Sur la route, une jeune métisse sort de la jungle, courre derrière le camion, criant qu’elle est française et supplie qu’on l’évacue. Le camion roule lentement à cause des fondrières. La fuyarde s’accroche à la ridelle. « Le garde Khmer rouge lui tire une balle à bout portant en pleine tête » évoque Bénoliel avec ce ton sobrement factuel qu’il prend pour masquer ses émotions. Au terme de quatre jours éprouvants, le convoi atteint la frontière thaïlandaise et les bus sont organisés par les autorités françaises. « J’ai voulu partager cette expérience, la raconter et j’ai découvert que les gens refusaient d’y croire. On me rétorquait que je voulais passer pour un héros, que j’inventais pour salir les Khmers rouges par anticommunisme ».
Dans certains milieux, les Khmers rouges sont présentés en libérateurs. Un fameux journal du soir parisien titre « La libération de Phnom Penh ». L’article glorifiant les Khmers rouges révulse tellement des maris français de Cambodgiennes qui ont disparu entre leurs mains qu’ils veulent faire la peau à son auteur. Il faudra plusieurs années pour que l’opinion internationale ouvre les yeux sur l’ampleur du génocide commis par les Khmers rouges.

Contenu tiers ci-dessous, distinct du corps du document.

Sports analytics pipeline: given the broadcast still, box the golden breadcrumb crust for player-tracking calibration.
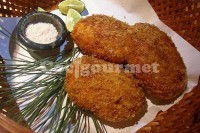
[72,15,187,101]
[65,56,145,122]
[128,23,187,100]
[71,15,132,63]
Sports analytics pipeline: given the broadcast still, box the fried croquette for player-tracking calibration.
[65,56,145,122]
[71,15,132,63]
[128,23,187,101]
[72,15,187,101]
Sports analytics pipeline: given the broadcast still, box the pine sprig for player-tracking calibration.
[0,26,106,133]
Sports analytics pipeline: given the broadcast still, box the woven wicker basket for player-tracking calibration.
[0,0,200,133]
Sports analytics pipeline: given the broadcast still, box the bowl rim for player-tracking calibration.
[16,11,67,50]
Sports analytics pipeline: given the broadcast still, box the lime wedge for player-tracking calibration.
[37,7,46,12]
[66,9,82,32]
[58,0,85,14]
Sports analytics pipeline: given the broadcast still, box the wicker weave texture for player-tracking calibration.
[138,79,200,133]
[149,0,200,51]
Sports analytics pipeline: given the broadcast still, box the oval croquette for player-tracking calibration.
[65,56,145,122]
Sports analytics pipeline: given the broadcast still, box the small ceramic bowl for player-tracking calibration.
[16,12,67,51]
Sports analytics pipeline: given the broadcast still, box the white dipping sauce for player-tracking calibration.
[25,22,58,44]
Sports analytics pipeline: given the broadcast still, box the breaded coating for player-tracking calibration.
[128,23,187,101]
[65,56,145,122]
[71,15,132,63]
[72,15,187,101]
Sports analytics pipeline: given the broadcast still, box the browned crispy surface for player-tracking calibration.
[71,15,132,63]
[128,23,187,100]
[66,56,145,122]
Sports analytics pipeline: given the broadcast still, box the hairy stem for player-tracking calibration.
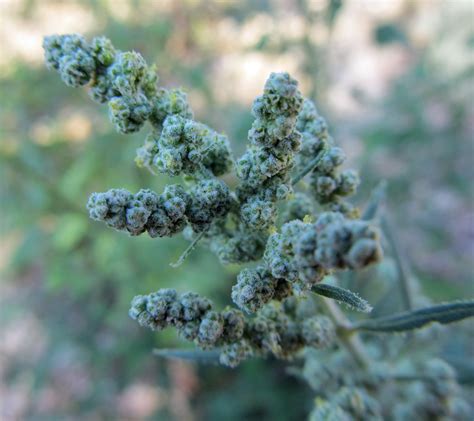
[291,145,328,186]
[170,231,206,268]
[321,297,369,368]
[380,215,413,310]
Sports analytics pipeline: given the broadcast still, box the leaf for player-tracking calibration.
[153,348,220,364]
[352,301,474,332]
[312,284,372,313]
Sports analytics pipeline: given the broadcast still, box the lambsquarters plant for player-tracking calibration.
[44,35,474,420]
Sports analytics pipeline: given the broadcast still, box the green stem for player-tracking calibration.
[291,145,328,186]
[170,231,206,268]
[321,297,369,368]
[380,215,413,310]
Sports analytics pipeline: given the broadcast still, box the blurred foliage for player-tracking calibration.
[0,0,474,420]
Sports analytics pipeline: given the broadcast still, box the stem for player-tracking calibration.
[170,231,206,268]
[321,297,369,368]
[291,144,328,186]
[380,215,413,310]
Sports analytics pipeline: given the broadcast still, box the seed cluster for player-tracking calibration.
[296,99,360,216]
[129,289,335,367]
[87,179,230,238]
[44,35,381,366]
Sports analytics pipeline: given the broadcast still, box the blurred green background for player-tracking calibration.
[0,0,474,420]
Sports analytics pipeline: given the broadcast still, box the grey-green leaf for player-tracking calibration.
[153,348,220,364]
[352,300,474,332]
[312,284,372,313]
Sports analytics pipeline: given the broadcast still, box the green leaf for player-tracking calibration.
[153,348,220,364]
[312,284,372,313]
[352,301,474,332]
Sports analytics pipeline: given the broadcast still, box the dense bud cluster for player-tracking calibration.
[210,224,267,265]
[232,266,292,313]
[135,114,232,176]
[187,178,232,232]
[310,387,383,421]
[43,35,95,87]
[264,212,382,290]
[129,289,335,367]
[43,35,158,133]
[282,192,314,222]
[87,179,230,238]
[43,35,232,176]
[246,297,335,359]
[43,35,473,421]
[237,73,303,229]
[296,99,360,217]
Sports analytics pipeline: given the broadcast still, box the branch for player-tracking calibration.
[348,300,474,332]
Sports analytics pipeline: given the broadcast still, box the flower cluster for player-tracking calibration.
[43,35,472,421]
[296,99,359,216]
[43,35,232,176]
[129,289,335,367]
[87,179,230,238]
[135,114,232,176]
[237,73,303,230]
[309,387,384,421]
[264,212,382,290]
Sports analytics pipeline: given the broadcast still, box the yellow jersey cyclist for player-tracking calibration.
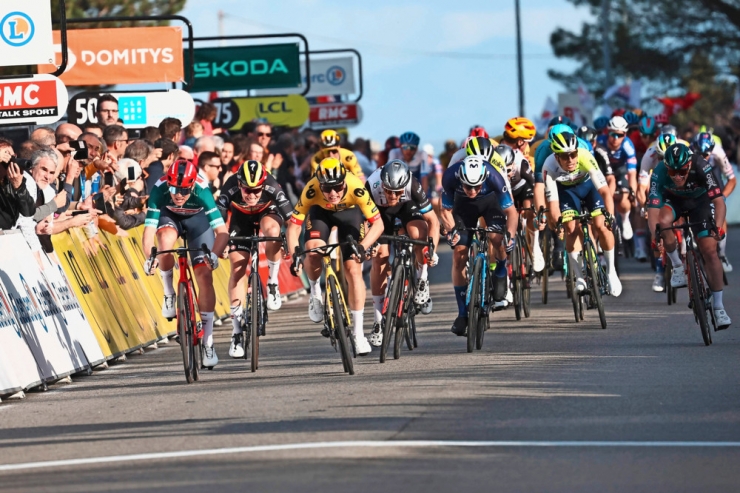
[365,159,439,347]
[311,130,365,182]
[286,158,383,356]
[648,144,732,329]
[216,160,293,358]
[141,159,229,367]
[542,132,622,296]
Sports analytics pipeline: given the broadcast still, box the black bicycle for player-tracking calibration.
[379,235,434,363]
[230,235,288,372]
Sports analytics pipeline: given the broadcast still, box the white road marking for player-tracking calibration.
[0,440,740,472]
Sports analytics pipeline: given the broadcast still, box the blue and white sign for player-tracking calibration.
[0,0,54,67]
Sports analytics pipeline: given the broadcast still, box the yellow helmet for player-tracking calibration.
[316,157,347,185]
[321,130,341,149]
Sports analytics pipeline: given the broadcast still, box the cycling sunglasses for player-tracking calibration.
[321,183,344,193]
[170,187,193,197]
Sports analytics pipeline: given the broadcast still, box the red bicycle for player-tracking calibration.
[149,237,213,383]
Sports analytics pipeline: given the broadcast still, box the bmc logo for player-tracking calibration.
[0,12,36,47]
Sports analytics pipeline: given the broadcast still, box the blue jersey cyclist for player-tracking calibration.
[442,156,518,336]
[141,159,229,367]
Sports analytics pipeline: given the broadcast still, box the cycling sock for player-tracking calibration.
[200,312,213,347]
[568,252,583,279]
[159,269,175,296]
[351,310,365,338]
[231,303,242,335]
[665,248,683,267]
[267,260,280,284]
[712,291,725,310]
[454,286,468,317]
[373,295,385,323]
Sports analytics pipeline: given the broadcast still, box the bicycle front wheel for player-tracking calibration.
[327,277,355,375]
[686,250,712,346]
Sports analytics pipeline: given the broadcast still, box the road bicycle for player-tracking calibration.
[379,234,434,363]
[230,231,288,372]
[149,232,213,383]
[293,235,359,375]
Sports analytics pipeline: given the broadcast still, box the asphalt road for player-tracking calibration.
[0,230,740,493]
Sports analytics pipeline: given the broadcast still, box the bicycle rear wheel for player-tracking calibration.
[327,277,355,375]
[585,244,606,329]
[380,264,406,363]
[686,249,712,346]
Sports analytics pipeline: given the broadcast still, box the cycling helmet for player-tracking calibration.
[623,111,640,125]
[504,116,537,141]
[380,159,411,190]
[663,143,691,170]
[691,132,715,155]
[550,132,578,154]
[655,113,668,125]
[470,125,488,138]
[655,134,676,156]
[547,115,571,127]
[236,159,267,188]
[637,116,658,135]
[547,123,573,140]
[496,144,514,171]
[401,132,421,147]
[606,115,629,133]
[316,157,347,185]
[167,159,198,188]
[465,137,493,162]
[576,125,596,142]
[321,130,341,149]
[594,116,609,132]
[457,156,488,187]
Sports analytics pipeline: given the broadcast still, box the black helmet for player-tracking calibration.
[380,159,411,190]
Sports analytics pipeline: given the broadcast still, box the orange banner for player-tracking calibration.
[39,26,183,86]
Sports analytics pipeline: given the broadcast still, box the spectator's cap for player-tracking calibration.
[114,158,141,183]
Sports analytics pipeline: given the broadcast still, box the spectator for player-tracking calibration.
[0,138,36,229]
[194,103,223,137]
[95,94,118,128]
[31,127,57,147]
[54,123,82,145]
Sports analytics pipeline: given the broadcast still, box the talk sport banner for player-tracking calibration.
[185,43,301,92]
[0,0,54,67]
[39,26,184,86]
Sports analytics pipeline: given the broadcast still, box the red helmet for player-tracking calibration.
[167,159,198,188]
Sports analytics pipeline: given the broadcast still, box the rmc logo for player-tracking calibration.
[0,12,36,47]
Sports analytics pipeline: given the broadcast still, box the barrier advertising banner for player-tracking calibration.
[0,0,54,67]
[39,26,184,86]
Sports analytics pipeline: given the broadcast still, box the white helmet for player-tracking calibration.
[606,115,629,133]
[457,156,488,187]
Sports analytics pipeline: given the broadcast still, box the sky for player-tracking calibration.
[173,0,592,149]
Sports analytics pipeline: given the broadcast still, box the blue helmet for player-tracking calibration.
[400,132,421,147]
[594,116,609,132]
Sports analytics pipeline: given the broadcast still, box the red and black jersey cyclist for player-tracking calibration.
[216,160,293,358]
[141,159,229,367]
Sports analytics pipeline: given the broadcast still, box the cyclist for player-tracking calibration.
[311,130,365,181]
[442,156,518,336]
[141,159,229,366]
[365,159,439,347]
[542,132,622,296]
[216,160,293,358]
[286,158,384,356]
[648,144,732,329]
[691,132,737,272]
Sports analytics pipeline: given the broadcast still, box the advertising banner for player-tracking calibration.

Retour à Phnom Penh le 17 avril 2025
Bénoliel est resté en Asie. Commencés en 1974 par le Cambodge, les pas de ce curieux s’égrènent à travers tout le versant oriental du monde. D’abord Taiwan et les Philippines. Puis le Vietnam. Premier Français à se réinstaller à Saïgon rebaptisé Ho Chi Minh Ville après la victoire communiste, il ouvre en 1979 la première co-entreprise occidentale, celle de Rhône-Poulenc avec une société d’État vietnamienne. Suivent, toujours dans le secteur pharmaceutique et des vaccins, l’Indonésie, le Japon. C’est dans l’archipel où ce voyageur impénitent a posé ses valises le plus longtemps. Enfin, l’Inde.

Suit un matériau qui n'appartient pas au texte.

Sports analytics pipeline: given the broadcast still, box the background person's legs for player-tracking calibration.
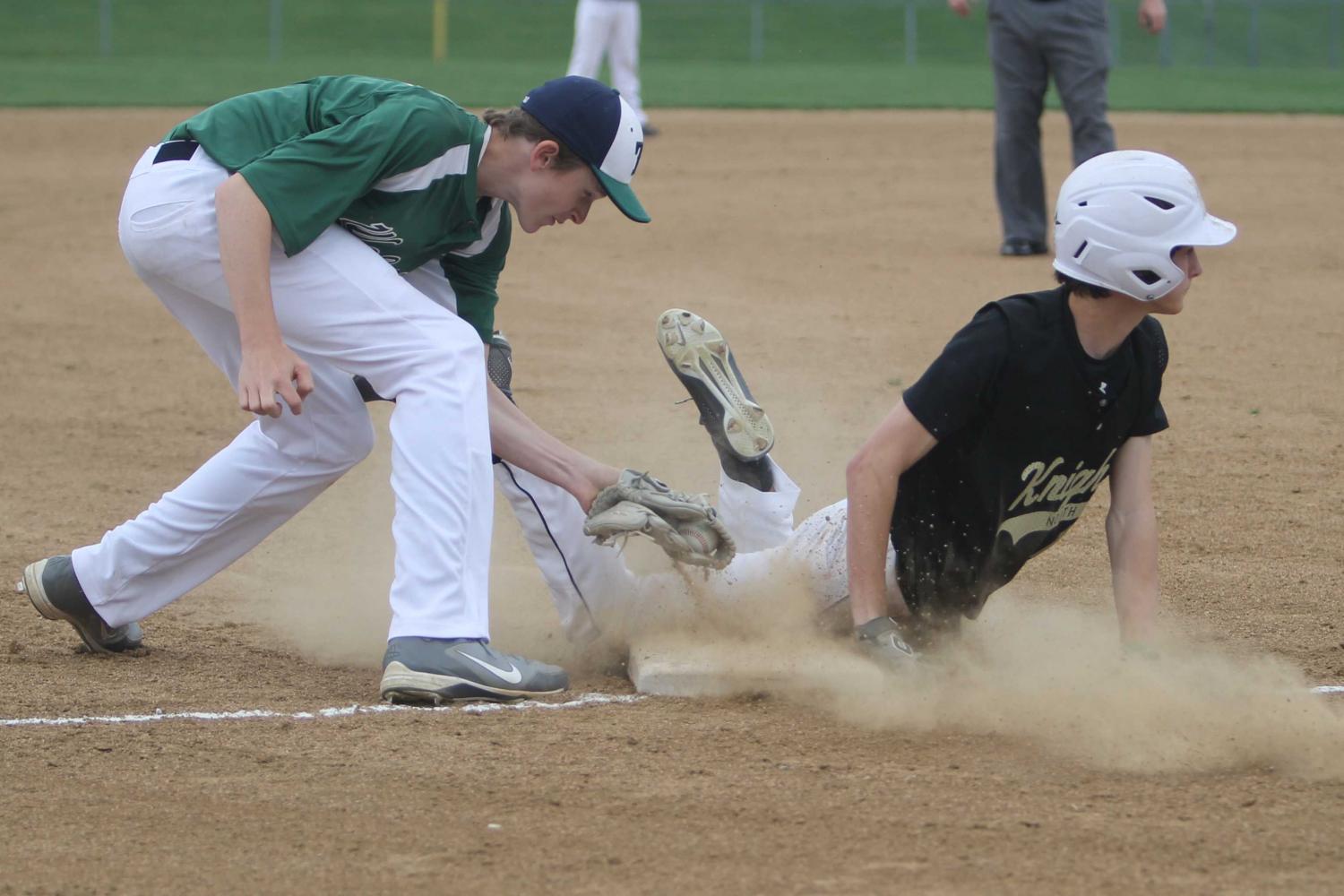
[564,0,616,78]
[1043,0,1116,168]
[989,1,1053,254]
[607,0,650,125]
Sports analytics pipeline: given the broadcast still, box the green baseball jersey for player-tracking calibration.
[166,75,511,341]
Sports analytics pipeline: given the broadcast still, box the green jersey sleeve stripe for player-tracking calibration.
[449,199,504,258]
[374,143,472,194]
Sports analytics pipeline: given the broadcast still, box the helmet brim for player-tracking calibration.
[1177,213,1236,246]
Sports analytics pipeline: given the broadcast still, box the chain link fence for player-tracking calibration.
[0,0,1344,68]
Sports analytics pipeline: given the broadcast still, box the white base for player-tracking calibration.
[626,640,800,697]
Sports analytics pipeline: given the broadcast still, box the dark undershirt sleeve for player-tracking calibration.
[903,304,1008,441]
[1129,317,1168,436]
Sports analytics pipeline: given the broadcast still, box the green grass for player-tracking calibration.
[0,57,1344,114]
[0,0,1344,114]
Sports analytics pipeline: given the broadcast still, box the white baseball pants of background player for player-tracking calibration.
[74,148,495,638]
[495,460,895,643]
[564,0,650,125]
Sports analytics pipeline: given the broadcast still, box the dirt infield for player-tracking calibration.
[0,110,1344,893]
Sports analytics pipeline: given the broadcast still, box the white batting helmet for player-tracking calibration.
[1055,149,1236,302]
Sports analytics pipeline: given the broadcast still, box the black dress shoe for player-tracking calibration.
[999,237,1050,255]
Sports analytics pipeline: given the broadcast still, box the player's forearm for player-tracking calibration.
[1107,512,1160,645]
[487,383,618,511]
[215,175,281,349]
[846,452,909,626]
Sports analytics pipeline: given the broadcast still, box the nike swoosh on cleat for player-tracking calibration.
[453,650,523,685]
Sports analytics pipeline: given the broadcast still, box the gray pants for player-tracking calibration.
[989,0,1116,243]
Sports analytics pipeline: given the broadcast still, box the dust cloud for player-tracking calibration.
[228,411,1344,778]
[634,577,1344,778]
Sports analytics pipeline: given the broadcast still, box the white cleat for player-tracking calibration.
[658,307,774,461]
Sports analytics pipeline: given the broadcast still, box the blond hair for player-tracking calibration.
[481,106,586,170]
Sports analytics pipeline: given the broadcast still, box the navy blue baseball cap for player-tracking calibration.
[523,75,650,224]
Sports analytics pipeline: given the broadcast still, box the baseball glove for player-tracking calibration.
[583,470,737,570]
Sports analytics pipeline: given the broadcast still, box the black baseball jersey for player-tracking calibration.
[892,288,1167,618]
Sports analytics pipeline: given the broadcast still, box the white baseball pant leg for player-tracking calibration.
[607,0,650,125]
[564,0,620,78]
[74,148,494,638]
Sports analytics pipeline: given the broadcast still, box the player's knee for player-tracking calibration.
[328,417,376,470]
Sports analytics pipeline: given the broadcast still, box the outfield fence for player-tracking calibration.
[0,0,1344,70]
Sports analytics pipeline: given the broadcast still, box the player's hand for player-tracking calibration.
[238,340,314,417]
[1140,0,1167,33]
[854,616,919,670]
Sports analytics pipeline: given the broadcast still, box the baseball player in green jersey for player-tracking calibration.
[21,76,650,702]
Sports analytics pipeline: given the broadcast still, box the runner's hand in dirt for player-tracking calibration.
[238,340,314,417]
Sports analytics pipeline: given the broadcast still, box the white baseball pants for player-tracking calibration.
[564,0,650,125]
[495,461,895,643]
[74,146,495,638]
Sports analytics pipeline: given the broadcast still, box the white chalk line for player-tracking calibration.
[0,685,1344,728]
[0,694,644,728]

Le 17 avril 2025, il sera à Phnom Penh pour marquer le cinquantième anniversaire du début du cauchemar sanguinaire qu’a connu le Cambodge en compagnie d’un groupe d’amis. Puis il se rendra à Saigon le 30 avril, jour anniversaire de la défaite du régime sud-vietnamien pro-américain en 1975. Il a gardé une relation étroite avec le Cambodge, quasiment charnelle. Il a été décoré par le premier ministre Hun Sen lorsque ce dernier était en visite officielle à Tokyo. Hun Sen est l’homme fort mis en place par les Vietnamiens pour renverser le régime prochinois des Khmers rouges en 1978.
Quoi qu’on puisse penser des motivations d’Hanoï, à l’époque engagé dans un conflit ouvert qui dégénère en guerre des frontières avec Pékin, cette invasion a mis un terme dans les provinces conquises à la terreur de « Angkar ». Au début des années 2000, Bénoliel a contribué à rouvrir la faculté de pharmacie de Phnom Penh en réunissant 1 million de dollars levés auprès de deux grands laboratoires français. Il compte aller au-delà de la nostalgie. Cet actif qui n’a rien oublié tout en continuant d’avancer entend se démener durant ce voyage mémorial pour rester « utile et aider ».